Interaktionen zwischen Bakterien, Überträgerinsekt und Pflanze aufklären

„Die Forschung darf nicht nachlassen bei der Aufklärung der komplexen Beziehungen zwischen den Bakterien, die die Krankheit verursachen, den Insekten, die sie übertragen und den Pflanzen, die potenziell von Überträgerinsekten besucht und mit den Bakterien infiziert werden“, sagt Professor Dr. Jürgen Gross vom JKI, Leiter des Fachinstituts für Pflanzenschutz in Obst- und Weinbau. Er hat jahrzehntelange Erfahrung, wenn es darum geht zu verstehen, wie Pflanze, Insekt und Schadorganismus mittels Infochemikalien, also flüchtigen Substanzen, kommunizieren. Im Obst- und Weinbau werden solche Infochemikalien bereits eingesetzt, Insekten gezielt zu vergrämen, ihre Vermehrung zu stören oder sie sogar abzutöten. Solche Ansätze wären auch zur Bekämpfung der Zikade denkbar.

Um sie auszuloten, wird das JKI in den nächsten Jahren als Kooperationspartner im Rahmen des Programms für Europäische Innovationspartnerschaft (EIP) der Länder Hessen und Rheinland-Pfalz mitwirken. Dabei wird auch die Epidemiologie der übertragenen Erreger studiert.
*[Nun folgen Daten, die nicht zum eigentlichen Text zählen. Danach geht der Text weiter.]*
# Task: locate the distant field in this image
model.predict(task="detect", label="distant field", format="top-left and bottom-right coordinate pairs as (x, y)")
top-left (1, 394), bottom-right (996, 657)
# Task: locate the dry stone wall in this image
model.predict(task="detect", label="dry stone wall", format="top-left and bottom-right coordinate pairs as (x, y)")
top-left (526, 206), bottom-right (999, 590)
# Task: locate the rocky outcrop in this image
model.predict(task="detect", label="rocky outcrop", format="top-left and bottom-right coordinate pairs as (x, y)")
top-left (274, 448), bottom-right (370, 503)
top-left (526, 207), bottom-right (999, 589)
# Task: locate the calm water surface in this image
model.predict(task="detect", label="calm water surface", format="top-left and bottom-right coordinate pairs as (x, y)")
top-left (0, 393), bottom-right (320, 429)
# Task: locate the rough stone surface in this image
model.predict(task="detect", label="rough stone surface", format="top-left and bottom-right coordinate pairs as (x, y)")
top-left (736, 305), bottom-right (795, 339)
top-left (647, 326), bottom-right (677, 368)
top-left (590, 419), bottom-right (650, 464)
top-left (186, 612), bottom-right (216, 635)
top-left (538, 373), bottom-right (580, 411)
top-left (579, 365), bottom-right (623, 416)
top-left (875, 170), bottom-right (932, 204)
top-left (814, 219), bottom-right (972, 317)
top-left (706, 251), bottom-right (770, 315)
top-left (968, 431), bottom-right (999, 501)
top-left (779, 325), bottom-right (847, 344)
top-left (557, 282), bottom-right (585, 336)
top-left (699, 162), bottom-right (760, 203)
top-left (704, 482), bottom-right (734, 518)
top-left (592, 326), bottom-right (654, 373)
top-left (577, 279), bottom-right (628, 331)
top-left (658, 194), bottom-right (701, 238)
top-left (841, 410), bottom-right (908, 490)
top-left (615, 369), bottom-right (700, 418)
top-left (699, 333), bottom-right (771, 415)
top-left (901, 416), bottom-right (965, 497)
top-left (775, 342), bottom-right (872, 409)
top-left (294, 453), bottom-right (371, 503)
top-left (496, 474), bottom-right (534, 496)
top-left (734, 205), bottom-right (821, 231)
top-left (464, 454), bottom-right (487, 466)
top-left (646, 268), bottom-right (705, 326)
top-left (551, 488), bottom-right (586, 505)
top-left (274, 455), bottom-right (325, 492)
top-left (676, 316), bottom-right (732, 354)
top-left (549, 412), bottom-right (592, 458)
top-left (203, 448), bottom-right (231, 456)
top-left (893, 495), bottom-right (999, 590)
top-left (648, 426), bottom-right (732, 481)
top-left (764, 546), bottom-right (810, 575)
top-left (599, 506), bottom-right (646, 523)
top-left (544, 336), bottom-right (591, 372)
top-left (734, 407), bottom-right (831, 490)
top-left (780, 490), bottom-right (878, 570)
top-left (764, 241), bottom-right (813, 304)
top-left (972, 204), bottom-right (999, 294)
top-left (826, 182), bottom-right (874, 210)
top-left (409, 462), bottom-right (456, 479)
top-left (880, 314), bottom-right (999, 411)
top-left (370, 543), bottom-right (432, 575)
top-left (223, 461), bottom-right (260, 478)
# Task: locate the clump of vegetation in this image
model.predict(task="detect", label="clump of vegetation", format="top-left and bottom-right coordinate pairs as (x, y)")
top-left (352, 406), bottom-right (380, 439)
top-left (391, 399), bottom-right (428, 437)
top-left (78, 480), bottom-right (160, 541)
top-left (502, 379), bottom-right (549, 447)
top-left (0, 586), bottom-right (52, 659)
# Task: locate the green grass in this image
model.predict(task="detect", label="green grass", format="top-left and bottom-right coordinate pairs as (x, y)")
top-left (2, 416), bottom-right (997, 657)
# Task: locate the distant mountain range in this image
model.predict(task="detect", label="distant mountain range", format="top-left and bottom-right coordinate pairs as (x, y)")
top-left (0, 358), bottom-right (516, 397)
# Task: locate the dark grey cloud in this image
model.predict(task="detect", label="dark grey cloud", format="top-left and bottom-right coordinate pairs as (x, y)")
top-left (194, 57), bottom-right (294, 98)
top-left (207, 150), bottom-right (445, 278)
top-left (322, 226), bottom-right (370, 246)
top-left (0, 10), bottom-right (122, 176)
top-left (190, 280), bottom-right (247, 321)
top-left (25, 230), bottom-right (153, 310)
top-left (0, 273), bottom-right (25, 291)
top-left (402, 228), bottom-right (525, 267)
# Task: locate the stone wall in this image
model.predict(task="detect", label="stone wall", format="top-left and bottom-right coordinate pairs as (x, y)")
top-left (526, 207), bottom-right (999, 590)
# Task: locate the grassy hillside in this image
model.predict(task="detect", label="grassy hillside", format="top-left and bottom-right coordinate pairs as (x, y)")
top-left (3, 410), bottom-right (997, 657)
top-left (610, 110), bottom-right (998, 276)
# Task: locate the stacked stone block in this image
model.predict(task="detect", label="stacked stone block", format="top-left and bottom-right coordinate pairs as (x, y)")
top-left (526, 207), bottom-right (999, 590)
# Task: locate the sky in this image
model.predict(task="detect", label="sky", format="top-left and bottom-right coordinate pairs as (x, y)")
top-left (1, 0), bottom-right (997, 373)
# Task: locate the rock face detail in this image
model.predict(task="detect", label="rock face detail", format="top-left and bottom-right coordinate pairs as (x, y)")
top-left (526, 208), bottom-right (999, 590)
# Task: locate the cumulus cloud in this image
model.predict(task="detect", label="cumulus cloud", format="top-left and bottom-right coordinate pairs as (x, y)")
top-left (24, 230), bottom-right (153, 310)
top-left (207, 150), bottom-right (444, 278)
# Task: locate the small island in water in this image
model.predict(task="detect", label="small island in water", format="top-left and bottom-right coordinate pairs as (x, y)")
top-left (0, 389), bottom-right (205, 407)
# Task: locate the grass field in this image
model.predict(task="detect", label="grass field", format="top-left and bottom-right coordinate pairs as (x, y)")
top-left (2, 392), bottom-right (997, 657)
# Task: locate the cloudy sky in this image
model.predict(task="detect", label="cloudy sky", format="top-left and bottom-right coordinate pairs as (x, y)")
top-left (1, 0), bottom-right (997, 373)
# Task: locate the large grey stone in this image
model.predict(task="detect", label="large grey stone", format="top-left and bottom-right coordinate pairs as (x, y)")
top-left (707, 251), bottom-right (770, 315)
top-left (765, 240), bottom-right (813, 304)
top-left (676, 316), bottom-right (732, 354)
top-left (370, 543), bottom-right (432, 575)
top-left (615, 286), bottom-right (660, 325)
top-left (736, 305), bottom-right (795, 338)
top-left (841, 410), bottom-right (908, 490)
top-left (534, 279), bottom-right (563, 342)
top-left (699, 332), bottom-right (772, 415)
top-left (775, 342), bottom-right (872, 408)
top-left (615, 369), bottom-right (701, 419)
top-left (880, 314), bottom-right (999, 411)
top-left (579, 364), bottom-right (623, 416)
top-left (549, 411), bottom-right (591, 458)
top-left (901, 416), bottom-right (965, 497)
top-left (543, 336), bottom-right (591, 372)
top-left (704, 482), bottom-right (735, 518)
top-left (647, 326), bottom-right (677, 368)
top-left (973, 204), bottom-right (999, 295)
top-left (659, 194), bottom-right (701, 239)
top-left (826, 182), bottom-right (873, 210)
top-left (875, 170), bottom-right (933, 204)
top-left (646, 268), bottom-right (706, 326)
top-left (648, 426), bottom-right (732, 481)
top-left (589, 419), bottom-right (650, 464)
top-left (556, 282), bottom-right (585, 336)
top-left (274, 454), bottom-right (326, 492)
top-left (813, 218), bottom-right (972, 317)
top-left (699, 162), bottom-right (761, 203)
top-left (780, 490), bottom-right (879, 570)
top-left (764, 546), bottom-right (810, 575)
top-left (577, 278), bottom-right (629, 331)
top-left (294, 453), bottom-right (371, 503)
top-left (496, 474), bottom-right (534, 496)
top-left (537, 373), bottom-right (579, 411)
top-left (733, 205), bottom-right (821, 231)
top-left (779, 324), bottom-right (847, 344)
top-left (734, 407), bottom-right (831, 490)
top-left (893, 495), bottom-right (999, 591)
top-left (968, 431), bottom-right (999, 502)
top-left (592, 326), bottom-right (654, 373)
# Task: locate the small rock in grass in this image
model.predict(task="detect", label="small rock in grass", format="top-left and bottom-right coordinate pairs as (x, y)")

Hintergrundinformation zur Krankheit

Die Infektion von Zuckerrüben mit Bakterien und/oder Phytoplasmen (zellwandlose Bakterien), bekannt als „Syndrom Basses Richesses“, sorgt für erheblich niedrigere Zuckergehalte im Erntegut. Vor zwei Jahren wurde die Krankheit erstmalig auch an Kartoffeln beobachtet. Im März 2024 hat das JKI im Rahmen eines durch die Union der Deutschen Kartoffelwirtschaft (UNIKA) finanzierten Projekts wissenschaftlich belegt, dass beide Erreger durch erwachsene Schilf-Glasflügelzikaden auf Kartoffeln übertragen werden. Dabei gab es auch Hinweise, dass nicht alle Sorten gleich stark betroffen sind.

Eva Therhaag konnte nachweisen, dass die Zikade ihren gesamten Lebenszyklus auch an der Kartoffel vollziehen kann – sie damit nicht nur Nahrungs-, sondern auch Wirtspflanze ist. Die durch die Infektion ausgelöste Erkrankung, die bakterielle Kartoffelknollenwelke, ist ein noch wenig bekanntes Krankheitsbild. Ihre Symptome können leicht mit anderen Kartoffelkrankheiten verwechselt werden. Befallene Knollen weisen weniger Stärke und mehr Saccharose auf, außerdem können sogenannte Gummiknollen entstehen.